The Fed Should Fight Inflation, Not Climate Change

Federal Reserve Chair Jerome Powell is justifiably proud of the central bank’s independence — and refreshingly candid about its boundaries. The Fed, he said last week, “should ‘stick to our knitting,’ and not wander off to pursue perceived social benefits that are not tightly linked to our statutory goals and authorities. … We are not, and will not be, a climate policymaker.”

Powell’s short remarks, made at a symposium of central bankers in Stockholm, address an argument some of the bank’s critics have been making: The Fed uses its independence to fight inflation, so why can’t it also use it to fight climate change?

Powell’s fear is that if the Fed tries to confront climate change, or strays in other ways from its narrow mandate, it will be drawn into partisan politics. This will make its dual mandate — price stability and maximum employment — harder to achieve.

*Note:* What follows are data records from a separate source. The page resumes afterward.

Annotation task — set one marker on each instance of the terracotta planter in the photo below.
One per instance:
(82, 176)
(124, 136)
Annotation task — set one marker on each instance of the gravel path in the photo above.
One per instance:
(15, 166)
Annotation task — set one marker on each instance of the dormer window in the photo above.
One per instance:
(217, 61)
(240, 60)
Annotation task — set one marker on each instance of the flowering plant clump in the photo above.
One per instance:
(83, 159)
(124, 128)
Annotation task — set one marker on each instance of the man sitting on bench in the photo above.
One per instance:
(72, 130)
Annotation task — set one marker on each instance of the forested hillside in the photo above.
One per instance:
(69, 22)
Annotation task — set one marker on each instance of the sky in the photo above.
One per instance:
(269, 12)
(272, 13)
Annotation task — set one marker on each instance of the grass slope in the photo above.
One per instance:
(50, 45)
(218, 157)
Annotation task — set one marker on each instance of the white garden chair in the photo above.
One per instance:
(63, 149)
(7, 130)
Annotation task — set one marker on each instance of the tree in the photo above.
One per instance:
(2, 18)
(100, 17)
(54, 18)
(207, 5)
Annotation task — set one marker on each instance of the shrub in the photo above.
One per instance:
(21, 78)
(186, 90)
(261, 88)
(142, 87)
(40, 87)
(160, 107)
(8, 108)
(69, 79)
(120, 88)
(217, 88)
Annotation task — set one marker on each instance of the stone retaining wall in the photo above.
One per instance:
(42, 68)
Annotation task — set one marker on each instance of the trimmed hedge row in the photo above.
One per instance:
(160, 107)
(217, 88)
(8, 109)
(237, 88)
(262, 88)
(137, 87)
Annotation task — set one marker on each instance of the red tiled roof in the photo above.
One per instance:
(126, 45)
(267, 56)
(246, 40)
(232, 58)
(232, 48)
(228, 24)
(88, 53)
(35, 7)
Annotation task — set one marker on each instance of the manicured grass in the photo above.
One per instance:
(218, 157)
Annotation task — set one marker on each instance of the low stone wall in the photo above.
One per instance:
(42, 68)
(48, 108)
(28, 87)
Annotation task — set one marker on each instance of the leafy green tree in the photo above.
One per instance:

The Fed shouldn’t make policy on matters that Congress hasn’t told it to. Ensuring that banks properly weigh climate risks does fall within its financial-safety remit, but aiming to steer capital to preferred uses doesn’t. Powell’s also right, as a practical matter, about the need to shield monetary policy from political pressures. The trouble is that the principled case for central-bank independence is increasingly fragile.

As the effects of the pandemic and energy-price shocks fade, inflation is falling from its recent highs in the US and Europe. Unfortunately, it might not drop all the way back to the Fed’s target of 2% without an outright recession. In that case, the Fed will face demands to recast its inflation target and decree that 3% or 4% is good enough for price-stability purposes. If it refuses, it will be asked why throwing people out of work to get from 3% to 2% is not a highly political choice, and what gives the Fed the right to make it.

The traditional answer is less persuasive than it used to be. Economists once believed that any trade-off between jobs and price stability — lower unemployment means higher inflation — is strictly short-term. After a while, unemployment settles at its natural rate regardless, so higher inflation doesn’t help the labor market. And if the central bank insists on keeping unemployment too low, the result isn’t just high inflation but indefinitely rising inflation.